Preparations: 1. Project creation and settings
Nothing special here. Just copy and paste what's given.
django-admin startproject tutorial
cd tutorial
# manage.py must be there
python manage.py startapp snippets
# Add the following in
# tutorial/settings.py
INSTALLED_APPS = [
...
'rest_framework',
'snippets.apps.SnippetsConfig',
]
Preparations: 2. Create views and serializer Classes
It is rather bulky but I will copy and paste anyway in case someone doesn't want to bother to visit the official website but is willing to bother relying on me.
# tutorial/snippets/models.py
from django.db import models
from pygments.lexers import get_all_lexers
from pygments.styles import get_all_styles
LEXERS = [item for item in get_all_lexers() if item[1]]
LANGUAGE_CHOICES = sorted([(item[1][0], item[0]) for item in LEXERS])
STYLE_CHOICES = sorted([(item, item) for item in get_all_styles()])
class Snippet(models.Model):
created = models.DateTimeField(auto_now_add=True)
title = models.CharField(max_length=100, blank=True, default='')
code = models.TextField()
linenos = models.BooleanField(default=False)
language = models.CharField(choices=LANGUAGE_CHOICES, default='python', max_length=100)
style = models.CharField(choices=STYLE_CHOICES, default='friendly', max_length=100)
class Meta:
ordering = ['created']
Let's create a database for the model Class we just created.
# turorial/
python manage.py makemigrations
python manage.py migrate
Get in the Python shell
python manage.py shell
and do the following
from snippets.models import Snippet
# from snippets.serializers import SnippetSerializer
# from rest_framework.renderers import JSONRenderer
# from rest_framework.parsers import JSONParser
snippet = Snippet(code='print("hello, world")\n')
snippet.save()
Note that I commented out three lines of imports from the office tutorial as they are not needed yet and so far there is no DRF element involved, i.e., pure Django. Bascially, we created a Snippet
instance called snippet
with the arugment, code='print("hello, world")\n'
. However, I found no __init__
in Snippet
. So the given argument, code='print("hello, world")\n'
, must get passed to superclasses somewhere. In the source code, base.py
, from the Github repository to Django, I found Class Model
in which __init__
is defined as below:
# django/db/models/base.py
def __init__(self, *args, **kwargs):
...
...
super().__init__()
...
super().__init__()
is not called without any arguments passed either.
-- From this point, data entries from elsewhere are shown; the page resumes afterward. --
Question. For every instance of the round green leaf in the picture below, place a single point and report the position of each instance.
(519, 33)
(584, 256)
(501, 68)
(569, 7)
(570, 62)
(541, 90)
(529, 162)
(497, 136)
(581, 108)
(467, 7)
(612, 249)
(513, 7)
Therefore, I reckon the argument, code='print("hello, world")\n'
, must be dealt with in Class Model
somehow; how exactly I did not look into.
By the line snippet.save()
, moreover, the Snippet instance was saved in the database. I found the save
method in Class Model
as well. Let's check if save
did save the instance in the DB. First, we need to create a superuser account as below:
cd <some path>/tutorial # where manage.py is
python manage.py createsuperuser
After this, the following needs to be updated to make the Snippet model appear in admin GUI.
# snippets/admin.py
...
from .models import Snippet
admin.site.register(Snippet)
...
python manage.py runserver
and go to localhost:8000/admin and check out the snippet database if there is an entry we created in the Python shell. I confirmed the new entry appears in the admin GUI.